The Coroner concluded that had staff known about the medication she was taking, Chloe should have been diagnosed with a pulmonary embolism, and would have received life-saving treatment. He went on to issue a Prevention of Future Deaths Report to West Yorkshire Integrated Care Board (ICB). The report stated that outcomes of NHS 111 online assessments should be made accessible to emergency department clinicians.

Throughout the UK, practice varies as to whether NHS 111 assessments are shared with A&E departments. West Yorkshire Integrated Care Board has not previously commissioned accessibility to NHS 111 online assessments for local hospitals. Chloe’s family are now campaigning for report sharing to become standard practice, as it could save lives.

Chloe’s mother, Jean Walker, says: “Chloe did everything right.
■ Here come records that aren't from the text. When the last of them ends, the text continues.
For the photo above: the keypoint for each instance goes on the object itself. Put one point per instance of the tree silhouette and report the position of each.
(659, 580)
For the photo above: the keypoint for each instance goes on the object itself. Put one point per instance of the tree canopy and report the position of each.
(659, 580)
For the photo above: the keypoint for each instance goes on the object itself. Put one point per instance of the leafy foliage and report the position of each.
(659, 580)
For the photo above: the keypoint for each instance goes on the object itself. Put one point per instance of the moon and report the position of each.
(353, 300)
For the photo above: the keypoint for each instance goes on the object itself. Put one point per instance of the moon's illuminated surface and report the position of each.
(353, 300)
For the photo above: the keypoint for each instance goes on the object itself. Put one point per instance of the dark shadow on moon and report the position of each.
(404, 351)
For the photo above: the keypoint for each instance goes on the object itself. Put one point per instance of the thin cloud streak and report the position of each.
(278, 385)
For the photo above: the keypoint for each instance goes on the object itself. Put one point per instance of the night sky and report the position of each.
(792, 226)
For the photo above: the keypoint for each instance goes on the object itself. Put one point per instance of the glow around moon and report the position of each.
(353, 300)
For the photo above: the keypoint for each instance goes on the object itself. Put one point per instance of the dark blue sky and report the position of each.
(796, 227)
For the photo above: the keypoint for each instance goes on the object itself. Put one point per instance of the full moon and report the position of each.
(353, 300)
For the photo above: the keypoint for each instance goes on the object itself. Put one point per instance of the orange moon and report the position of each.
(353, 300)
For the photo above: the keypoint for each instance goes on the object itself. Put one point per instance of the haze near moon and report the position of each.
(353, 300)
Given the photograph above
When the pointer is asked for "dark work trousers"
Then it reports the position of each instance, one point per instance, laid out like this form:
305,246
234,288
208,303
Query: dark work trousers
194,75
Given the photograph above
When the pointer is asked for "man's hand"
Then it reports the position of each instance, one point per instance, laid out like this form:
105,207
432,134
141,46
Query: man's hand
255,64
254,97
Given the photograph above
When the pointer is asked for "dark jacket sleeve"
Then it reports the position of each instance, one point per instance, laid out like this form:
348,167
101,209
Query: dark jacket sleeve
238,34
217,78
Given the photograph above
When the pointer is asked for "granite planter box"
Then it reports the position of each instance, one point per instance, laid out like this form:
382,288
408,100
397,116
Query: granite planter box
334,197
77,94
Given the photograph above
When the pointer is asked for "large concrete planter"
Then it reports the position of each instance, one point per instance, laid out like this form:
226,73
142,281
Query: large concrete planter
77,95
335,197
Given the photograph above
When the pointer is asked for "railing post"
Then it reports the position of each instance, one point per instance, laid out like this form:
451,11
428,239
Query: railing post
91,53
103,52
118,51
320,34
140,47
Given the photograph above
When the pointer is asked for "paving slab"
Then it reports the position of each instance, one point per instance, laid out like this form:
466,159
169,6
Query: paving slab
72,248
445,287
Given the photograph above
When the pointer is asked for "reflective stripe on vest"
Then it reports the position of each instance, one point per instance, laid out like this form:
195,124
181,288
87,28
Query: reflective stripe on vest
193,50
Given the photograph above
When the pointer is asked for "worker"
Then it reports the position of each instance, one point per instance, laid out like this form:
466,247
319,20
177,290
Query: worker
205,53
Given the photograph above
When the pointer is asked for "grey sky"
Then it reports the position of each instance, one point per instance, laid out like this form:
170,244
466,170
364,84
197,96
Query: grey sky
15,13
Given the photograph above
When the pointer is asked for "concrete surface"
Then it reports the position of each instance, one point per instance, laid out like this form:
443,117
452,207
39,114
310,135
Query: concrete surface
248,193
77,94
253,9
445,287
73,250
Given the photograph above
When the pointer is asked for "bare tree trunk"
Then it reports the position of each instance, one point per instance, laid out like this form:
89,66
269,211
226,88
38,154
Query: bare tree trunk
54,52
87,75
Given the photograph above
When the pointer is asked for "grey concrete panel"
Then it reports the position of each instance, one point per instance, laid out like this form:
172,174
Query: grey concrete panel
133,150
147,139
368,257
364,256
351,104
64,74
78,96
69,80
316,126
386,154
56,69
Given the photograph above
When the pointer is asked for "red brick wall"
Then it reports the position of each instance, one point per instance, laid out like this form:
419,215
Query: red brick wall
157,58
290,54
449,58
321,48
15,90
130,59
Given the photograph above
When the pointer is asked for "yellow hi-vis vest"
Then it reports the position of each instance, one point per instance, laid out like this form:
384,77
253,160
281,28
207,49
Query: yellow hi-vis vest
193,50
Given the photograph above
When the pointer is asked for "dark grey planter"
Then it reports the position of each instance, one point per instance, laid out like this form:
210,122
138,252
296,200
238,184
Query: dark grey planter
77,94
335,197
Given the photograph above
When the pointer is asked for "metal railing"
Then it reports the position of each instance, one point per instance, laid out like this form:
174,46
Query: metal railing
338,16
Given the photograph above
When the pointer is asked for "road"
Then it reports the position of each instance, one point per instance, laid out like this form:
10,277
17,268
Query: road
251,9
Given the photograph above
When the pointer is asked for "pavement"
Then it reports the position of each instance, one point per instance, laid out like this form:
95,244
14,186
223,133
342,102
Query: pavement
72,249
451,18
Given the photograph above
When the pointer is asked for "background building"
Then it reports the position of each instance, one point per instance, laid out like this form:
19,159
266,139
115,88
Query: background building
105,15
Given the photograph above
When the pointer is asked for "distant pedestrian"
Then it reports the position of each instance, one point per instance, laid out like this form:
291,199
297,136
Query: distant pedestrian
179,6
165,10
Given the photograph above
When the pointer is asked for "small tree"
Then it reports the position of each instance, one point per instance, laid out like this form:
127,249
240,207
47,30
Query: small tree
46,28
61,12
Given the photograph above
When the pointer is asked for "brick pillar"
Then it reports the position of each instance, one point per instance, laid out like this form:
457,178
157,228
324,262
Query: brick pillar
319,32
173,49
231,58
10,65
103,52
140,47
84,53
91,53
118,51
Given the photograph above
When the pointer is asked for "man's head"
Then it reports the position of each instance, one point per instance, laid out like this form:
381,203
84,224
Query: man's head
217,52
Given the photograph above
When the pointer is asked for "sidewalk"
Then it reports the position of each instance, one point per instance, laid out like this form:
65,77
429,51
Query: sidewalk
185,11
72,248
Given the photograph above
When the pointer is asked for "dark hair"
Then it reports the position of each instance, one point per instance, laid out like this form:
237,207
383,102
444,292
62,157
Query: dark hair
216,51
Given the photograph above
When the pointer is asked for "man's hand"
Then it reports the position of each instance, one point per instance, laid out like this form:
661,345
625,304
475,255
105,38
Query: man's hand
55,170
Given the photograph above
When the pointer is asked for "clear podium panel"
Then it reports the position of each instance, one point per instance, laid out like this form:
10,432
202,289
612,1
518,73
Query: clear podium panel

She sought help and gave accurate information to the NHS 111 call handler. 111 identified a condition that can be fatal if left untreated, yet that information wasn’t shared with anyone, not even Chloe. So not only was this assessment not passed on to clinicians at A&E, even Chloe wasn’t able to communicate this herself. Had this vital information been shared, she would have received treatment that would have undoubtedly saved her life.”

 

Call for government action

Chloe’s story sheds light on a broader issue within the NHS: that services like 111, A&E and GP practices often operate with limited visibility of each other’s assessments and interactions with patients.

Amy Fielding, partner in Stewarts’ Medical Negligence team and a former nurse, has been working with Chloe’s family to raise awareness of this problem and urge the government to implement much needed changes consistently across the NHS.
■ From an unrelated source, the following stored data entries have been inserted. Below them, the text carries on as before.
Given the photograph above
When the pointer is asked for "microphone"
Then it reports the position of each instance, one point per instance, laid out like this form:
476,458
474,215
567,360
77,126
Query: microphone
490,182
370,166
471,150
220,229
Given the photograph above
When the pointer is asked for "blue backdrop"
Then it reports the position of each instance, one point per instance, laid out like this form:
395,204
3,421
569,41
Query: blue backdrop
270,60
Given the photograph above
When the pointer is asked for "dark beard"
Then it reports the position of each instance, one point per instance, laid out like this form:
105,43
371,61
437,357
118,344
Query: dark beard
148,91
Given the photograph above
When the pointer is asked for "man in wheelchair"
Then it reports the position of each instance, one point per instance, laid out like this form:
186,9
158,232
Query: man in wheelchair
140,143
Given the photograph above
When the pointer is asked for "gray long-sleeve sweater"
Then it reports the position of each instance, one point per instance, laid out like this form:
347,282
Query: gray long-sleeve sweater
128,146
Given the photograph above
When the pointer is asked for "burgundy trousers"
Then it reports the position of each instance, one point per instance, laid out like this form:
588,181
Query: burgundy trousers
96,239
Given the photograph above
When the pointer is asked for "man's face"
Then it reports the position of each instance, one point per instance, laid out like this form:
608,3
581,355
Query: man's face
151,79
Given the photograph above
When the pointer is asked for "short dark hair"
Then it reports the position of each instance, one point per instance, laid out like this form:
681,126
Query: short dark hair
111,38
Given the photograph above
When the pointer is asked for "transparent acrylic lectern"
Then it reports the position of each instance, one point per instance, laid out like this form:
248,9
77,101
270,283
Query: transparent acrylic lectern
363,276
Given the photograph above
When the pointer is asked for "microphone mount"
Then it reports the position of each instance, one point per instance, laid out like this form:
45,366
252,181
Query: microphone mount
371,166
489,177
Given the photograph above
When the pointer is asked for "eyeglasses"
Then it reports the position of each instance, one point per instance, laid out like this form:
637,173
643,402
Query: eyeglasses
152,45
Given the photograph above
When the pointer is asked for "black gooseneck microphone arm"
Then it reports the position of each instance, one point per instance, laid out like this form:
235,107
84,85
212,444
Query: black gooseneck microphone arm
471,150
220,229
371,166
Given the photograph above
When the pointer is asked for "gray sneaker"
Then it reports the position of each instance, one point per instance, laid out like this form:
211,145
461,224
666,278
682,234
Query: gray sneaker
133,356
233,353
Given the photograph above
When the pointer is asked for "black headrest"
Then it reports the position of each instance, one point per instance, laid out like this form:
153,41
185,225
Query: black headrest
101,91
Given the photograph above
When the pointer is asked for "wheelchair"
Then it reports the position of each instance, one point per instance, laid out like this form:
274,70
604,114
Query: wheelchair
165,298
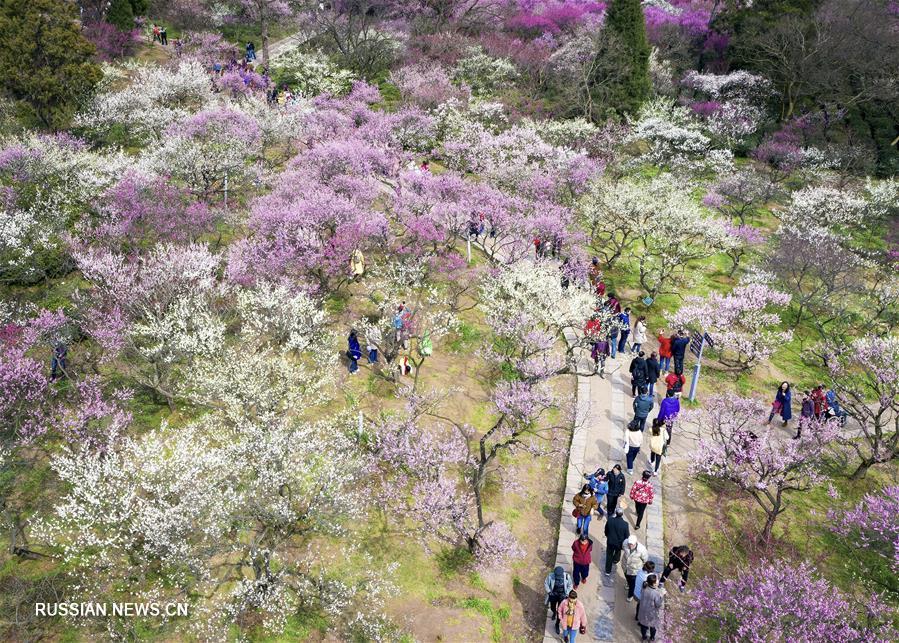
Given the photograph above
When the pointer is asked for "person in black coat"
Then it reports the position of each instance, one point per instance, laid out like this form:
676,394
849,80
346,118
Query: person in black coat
617,485
679,343
639,374
617,532
652,372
Amy comments: “The current system needs to change quickly. If a suspected diagnosis can be passed directly to A&E, this would save an already overstretched emergency service significant time and resources. Patients assume that their records follow them, when that simply isn’t the case. Part of the problem is that A&E does not fall under the same ‘arm’ of the NHS as 111 and therefore relies on regional care boards to expressly implement a system of information sharing.”

As part of the Labour government’s 10-year NHS plan, it has promised to transform the NHS app into “a world-leading tool for patient access, empowerment and care planning,” with the aim to act as “a doctor in your pocket.”

“The government’s 10-year plan for the NHS should also include action to ensure interoperability and communication across all NHS urgent care services,” Amy says.